A Multi-objective Hybrid Optimization for renewable energy integrated Electrical Power Transmission Expansion Planning
DOI:
https://doi.org/10.32985/ijeces.13.2.1Keywords:
Genetic Algorithm, Grey Wolf Optimization, Multi-objective, transmission planning, Renewable integrationAbstract
Due to the large size of conventional electrical power transmission systems and the large number of uncertainties involved, achieving the most favourable Transmission Expansion Planning solution turns out to be almost impossible.

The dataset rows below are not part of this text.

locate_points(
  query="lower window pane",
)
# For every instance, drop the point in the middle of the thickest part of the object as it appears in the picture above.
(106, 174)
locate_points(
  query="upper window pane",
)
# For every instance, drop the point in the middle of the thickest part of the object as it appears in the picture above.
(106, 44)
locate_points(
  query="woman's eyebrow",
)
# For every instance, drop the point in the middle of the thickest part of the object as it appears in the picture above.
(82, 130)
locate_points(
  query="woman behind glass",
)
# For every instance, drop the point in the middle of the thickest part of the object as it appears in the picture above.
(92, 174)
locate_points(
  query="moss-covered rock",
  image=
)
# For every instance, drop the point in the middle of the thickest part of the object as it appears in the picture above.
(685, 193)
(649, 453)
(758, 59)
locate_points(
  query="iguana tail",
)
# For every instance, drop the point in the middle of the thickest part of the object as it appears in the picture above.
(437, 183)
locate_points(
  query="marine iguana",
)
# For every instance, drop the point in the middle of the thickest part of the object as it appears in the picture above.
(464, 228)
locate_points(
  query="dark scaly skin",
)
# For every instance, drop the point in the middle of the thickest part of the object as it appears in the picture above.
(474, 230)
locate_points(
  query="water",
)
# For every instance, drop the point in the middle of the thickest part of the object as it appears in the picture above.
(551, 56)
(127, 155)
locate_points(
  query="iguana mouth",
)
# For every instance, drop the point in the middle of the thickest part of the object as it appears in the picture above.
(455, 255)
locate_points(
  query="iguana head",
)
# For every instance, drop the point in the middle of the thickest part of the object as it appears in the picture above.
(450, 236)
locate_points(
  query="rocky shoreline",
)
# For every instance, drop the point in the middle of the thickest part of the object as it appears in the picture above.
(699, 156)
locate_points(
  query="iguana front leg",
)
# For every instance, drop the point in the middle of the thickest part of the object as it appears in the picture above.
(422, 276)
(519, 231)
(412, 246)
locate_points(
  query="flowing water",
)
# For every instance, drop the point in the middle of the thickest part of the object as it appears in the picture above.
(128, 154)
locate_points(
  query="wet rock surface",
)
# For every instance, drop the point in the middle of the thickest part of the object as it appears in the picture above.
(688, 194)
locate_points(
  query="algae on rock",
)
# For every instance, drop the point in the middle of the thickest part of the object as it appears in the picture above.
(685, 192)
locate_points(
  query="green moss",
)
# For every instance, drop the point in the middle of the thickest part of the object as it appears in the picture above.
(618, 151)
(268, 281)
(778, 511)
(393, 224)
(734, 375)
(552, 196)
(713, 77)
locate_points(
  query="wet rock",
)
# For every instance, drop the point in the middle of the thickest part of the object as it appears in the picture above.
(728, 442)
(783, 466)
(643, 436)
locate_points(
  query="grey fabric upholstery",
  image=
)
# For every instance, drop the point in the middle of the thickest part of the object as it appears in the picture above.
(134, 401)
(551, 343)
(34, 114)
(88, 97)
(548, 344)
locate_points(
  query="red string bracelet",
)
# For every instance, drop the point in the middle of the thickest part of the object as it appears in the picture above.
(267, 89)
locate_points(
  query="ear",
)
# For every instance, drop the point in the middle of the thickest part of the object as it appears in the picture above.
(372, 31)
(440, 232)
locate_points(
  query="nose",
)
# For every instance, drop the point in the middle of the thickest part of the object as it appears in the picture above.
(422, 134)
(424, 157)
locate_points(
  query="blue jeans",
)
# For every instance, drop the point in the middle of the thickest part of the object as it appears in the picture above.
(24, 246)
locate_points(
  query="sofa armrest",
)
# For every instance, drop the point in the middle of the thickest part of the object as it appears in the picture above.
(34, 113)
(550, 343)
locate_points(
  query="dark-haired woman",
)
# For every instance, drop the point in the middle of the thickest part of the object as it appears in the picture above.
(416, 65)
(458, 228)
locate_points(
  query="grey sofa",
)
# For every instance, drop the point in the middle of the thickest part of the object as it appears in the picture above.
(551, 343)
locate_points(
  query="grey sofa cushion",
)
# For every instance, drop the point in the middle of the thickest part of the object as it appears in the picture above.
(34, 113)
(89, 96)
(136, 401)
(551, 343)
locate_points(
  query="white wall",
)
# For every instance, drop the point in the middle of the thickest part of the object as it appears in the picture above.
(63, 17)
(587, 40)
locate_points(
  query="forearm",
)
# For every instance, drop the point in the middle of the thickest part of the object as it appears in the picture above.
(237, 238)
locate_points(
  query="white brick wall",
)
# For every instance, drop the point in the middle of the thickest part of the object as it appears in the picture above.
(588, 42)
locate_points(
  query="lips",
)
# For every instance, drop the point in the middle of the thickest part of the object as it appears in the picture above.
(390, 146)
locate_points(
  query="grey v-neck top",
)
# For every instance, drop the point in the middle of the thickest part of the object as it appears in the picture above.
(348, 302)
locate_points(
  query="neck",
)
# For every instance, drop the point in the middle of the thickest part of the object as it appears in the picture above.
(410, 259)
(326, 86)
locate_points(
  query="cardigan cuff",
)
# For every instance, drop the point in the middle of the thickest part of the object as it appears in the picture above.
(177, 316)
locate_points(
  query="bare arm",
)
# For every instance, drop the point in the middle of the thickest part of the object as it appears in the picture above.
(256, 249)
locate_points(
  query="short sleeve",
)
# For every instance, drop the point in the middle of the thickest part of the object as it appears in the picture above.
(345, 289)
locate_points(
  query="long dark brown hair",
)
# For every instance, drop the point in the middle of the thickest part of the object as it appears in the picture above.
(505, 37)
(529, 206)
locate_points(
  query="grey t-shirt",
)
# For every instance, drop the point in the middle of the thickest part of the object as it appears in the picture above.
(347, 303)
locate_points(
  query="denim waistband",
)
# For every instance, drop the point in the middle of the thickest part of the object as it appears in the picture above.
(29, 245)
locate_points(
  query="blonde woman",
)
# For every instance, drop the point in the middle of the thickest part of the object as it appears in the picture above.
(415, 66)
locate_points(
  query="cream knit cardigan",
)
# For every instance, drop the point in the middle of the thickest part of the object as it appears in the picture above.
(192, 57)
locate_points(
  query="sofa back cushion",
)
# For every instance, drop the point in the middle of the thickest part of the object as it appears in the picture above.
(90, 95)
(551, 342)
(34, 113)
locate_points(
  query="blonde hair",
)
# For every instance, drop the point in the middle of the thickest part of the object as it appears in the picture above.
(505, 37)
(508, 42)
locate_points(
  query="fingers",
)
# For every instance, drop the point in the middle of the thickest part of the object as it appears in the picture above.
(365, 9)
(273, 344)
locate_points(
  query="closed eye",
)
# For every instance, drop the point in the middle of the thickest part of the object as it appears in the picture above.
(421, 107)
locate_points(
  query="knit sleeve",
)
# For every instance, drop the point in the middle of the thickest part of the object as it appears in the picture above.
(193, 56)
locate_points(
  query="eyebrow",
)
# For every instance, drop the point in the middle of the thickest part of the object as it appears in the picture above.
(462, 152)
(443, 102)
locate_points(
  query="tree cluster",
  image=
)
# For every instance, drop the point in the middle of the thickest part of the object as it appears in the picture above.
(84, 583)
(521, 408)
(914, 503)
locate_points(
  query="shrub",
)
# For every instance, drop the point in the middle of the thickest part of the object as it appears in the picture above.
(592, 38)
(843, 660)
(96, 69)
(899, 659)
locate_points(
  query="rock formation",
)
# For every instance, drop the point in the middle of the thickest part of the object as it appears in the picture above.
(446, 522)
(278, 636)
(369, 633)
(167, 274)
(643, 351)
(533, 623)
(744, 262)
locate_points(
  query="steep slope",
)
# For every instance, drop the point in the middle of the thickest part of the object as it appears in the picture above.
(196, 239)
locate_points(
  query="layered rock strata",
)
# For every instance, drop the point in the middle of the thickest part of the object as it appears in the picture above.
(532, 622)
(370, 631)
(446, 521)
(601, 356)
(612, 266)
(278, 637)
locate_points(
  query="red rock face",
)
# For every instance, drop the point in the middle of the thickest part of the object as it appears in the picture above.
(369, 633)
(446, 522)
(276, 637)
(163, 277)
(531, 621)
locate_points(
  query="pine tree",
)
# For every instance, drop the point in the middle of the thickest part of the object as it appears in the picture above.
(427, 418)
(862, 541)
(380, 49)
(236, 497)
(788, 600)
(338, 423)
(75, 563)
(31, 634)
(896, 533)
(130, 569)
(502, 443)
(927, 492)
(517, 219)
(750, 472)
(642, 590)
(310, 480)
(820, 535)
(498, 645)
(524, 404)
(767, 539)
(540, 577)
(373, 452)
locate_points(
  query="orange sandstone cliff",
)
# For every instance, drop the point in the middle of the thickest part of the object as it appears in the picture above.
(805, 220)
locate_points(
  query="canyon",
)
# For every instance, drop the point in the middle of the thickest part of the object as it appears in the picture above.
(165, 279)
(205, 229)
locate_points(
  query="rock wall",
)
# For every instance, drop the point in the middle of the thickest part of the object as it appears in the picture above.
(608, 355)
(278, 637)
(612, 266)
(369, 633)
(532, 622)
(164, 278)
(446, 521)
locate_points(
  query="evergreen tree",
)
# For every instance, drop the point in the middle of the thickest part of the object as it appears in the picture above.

The proposed method intends to develop a novel method to solve Transmission Expansion Planning problems in electric power systems incorporating renewable energy sources like wind turbines and Photo Voltaic array using IEEE 24 Reliability Test System. For enhancing the efficiency of search processes and to make its use easier on diverse networks and operations, the hybridization of two renowned meta-heuristic algorithms known as Grey Wolf Optimization (GWO) and Genetic Algorithm (GA) termed as Grey Wolf with Genetic Algorithm (GWGA) is adopted. A novel distance factor based on the best position and current position of the solution in Grey wolf optimization is introduced and proposed for the hybridization technique and gives a quick and promising solution with reduced computational time. The GWO and GA algorithms are combined suitably to achieve the advantages of both algorithms. With this proposed model, the investment cost of the transmission line and the maximum amount of power that can be distributed to the consumer is optimized with an objective of minimum load shedding. Among the state-of-the-art optimization techniques considered, a remarkable performance percentage improvement in the expansion plan in terms of cost reduction and load shedding minimization has been obtained in GWO, but when hybridized with GA, an improvement of 13.42% in cost function and 18.65% in load shedding is achieved for a population size of 60. Hence, the proposed method guarantees to generate the best solution with a faster convergence resulting in reduced computational time.